Une pensée pour Silvana, victime inconnue

Dédié à Silvana. Tuée un matin de mai par l’homme avec qui elle avait passé toute sa vie. Un coup au ventre, il y a une semaine, alors qu’il dormait dans la maison de la Via Marx d’où il avait laissé le monde dehors, dit lui, Giorgio Miodini. Parce que nous ne savons rien de vous. Nous ne savons pas quel genre d’enfant vous étiez, quelle femme vous êtes devenue plus tard, quels rêves vous aviez, ce qui vous a fait peur.
Nous n’avons même pas de vieille photo jaunie pour tenter de comprendre ce qui se cachait derrière votre look. C’est aussi notre faute, nous journalistes : nous avons peut-être peu cherché et creusé. Mais cela arrive (trop) souvent ainsi. Il est plus « intéressant » d’essayer de comprendre qui est le meurtrier. Essayez de faire la lumière sur ce qui aurait pu le pousser à tuer. Pourtant, il n’y a jamais de raison.
Maintenant, je ne veux pas comprendre si ce qui s’est passé dans Via Marx était un drame de désespoir : le procès le prouvera. Mais même dans ce cas, quelqu’un a décidé. Il a décidé que tu devais mourir, quand et comment cela devait arriver. C’est toujours juste dépassé.
Votre nom était Silvana Bagatti. Tu as disparu. Et c’est comme si vos 76 années de vie s’étaient dissoutes sans rien laisser. Vous n’étiez pas une jeune femme dont les désirs, les projets et les ambitions pouvaient être racontés.

Oui, cela fait aussi une différence dans un monde où si vous avez accumulé des années et entre-temps vous n’avez pas gravi les sommets de la gloire, vous finissez par être oublié en un instant. Vous n’êtes pas la première et vous ne serez pas la dernière femme tuée dont seul le nom est connu. Cela s’est produit des dizaines d’autres fois : un massacre fait de chiffres et non d’histoires. Cela s’est également produit il y a quelques mois, le 28 novembre 2023, lorsque Meena Kumari a été tuée à Salso, massacrée à coups de batte de cricket par son mari Lal Onkar. Nous savons à peine qu’il avait 66 ans et qu’il s’est cassé le dos en nettoyant. Le rideau tombe.
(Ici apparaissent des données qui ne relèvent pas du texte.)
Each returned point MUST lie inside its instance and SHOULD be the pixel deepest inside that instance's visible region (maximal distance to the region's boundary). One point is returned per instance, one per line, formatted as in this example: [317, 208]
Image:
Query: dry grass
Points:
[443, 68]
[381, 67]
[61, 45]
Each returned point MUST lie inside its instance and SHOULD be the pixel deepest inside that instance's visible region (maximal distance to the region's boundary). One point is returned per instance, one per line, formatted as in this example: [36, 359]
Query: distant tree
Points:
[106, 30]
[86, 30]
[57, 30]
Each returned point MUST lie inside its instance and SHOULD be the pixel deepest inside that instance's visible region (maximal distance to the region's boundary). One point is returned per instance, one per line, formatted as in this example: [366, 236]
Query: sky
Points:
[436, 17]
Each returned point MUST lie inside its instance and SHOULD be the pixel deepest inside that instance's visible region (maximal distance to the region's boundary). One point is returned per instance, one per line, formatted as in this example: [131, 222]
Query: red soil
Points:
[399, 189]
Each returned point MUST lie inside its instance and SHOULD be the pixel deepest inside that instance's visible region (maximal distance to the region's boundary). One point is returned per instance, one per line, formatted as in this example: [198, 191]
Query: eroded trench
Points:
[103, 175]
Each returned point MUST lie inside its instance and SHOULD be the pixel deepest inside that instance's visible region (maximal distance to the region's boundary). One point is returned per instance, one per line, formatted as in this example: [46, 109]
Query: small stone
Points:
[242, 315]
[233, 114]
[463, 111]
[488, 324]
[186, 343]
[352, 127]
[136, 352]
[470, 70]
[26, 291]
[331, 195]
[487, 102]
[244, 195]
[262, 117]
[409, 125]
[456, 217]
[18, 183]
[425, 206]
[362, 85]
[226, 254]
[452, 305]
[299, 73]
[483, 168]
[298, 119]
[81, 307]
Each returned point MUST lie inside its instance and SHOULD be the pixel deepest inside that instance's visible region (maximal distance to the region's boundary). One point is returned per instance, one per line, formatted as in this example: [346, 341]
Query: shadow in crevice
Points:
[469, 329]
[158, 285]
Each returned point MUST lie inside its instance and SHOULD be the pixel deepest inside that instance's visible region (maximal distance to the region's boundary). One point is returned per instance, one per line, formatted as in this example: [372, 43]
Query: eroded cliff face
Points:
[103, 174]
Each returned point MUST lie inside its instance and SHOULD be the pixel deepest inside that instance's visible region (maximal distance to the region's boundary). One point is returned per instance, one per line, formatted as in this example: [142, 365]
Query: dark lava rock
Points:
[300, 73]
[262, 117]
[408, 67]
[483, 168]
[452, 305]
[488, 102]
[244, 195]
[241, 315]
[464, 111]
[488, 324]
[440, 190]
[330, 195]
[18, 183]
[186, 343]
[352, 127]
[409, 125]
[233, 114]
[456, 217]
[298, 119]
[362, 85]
C’est à nous, à ceux qui vous ont connu, de se souvenir de vous. C’est un renversement de perspective : d’abord la victime, puis son assassin. Gino Cecchettin, le père de Giulia, qui a été massacré par un ex-petit ami qui, à 22 ans, après avoir été largué, s’est couché avec l’ours en peluche et voulait que sa femme devienne aussi le jouet à utiliser selon les règles, réussi à le faire. Elena, la sœur de Giulia, a réussi avec la force d’une jeunesse qui ne fait pas de compromis : elle a visé directement l’idée même de force, basée sur l’abus et la coercition, et pourtant il y a ceux qui ont eu l’audace de se sentir blessés.
D’autres femmes et hommes du centre, malgré eux, de cas moins connus ont pu faire revivre les aventures de filles, mères, sœurs, proches et amies. La seule chose qui ressort en passant ces jours-ci, c’est que toi, Silvana, tu aimais lire. Vous aimiez les histoires. C’était votre façon d’imaginer le monde qui s’étendait au-delà des murs de votre maison. Pour le vivre. Peut-être que vous ne compreniez plus leur douleur, leur indifférence et leur lâcheté. Peut-être qu’un jour tu sortiras de ton bunker. Ou peut être pas. C’était encore à vous de décider.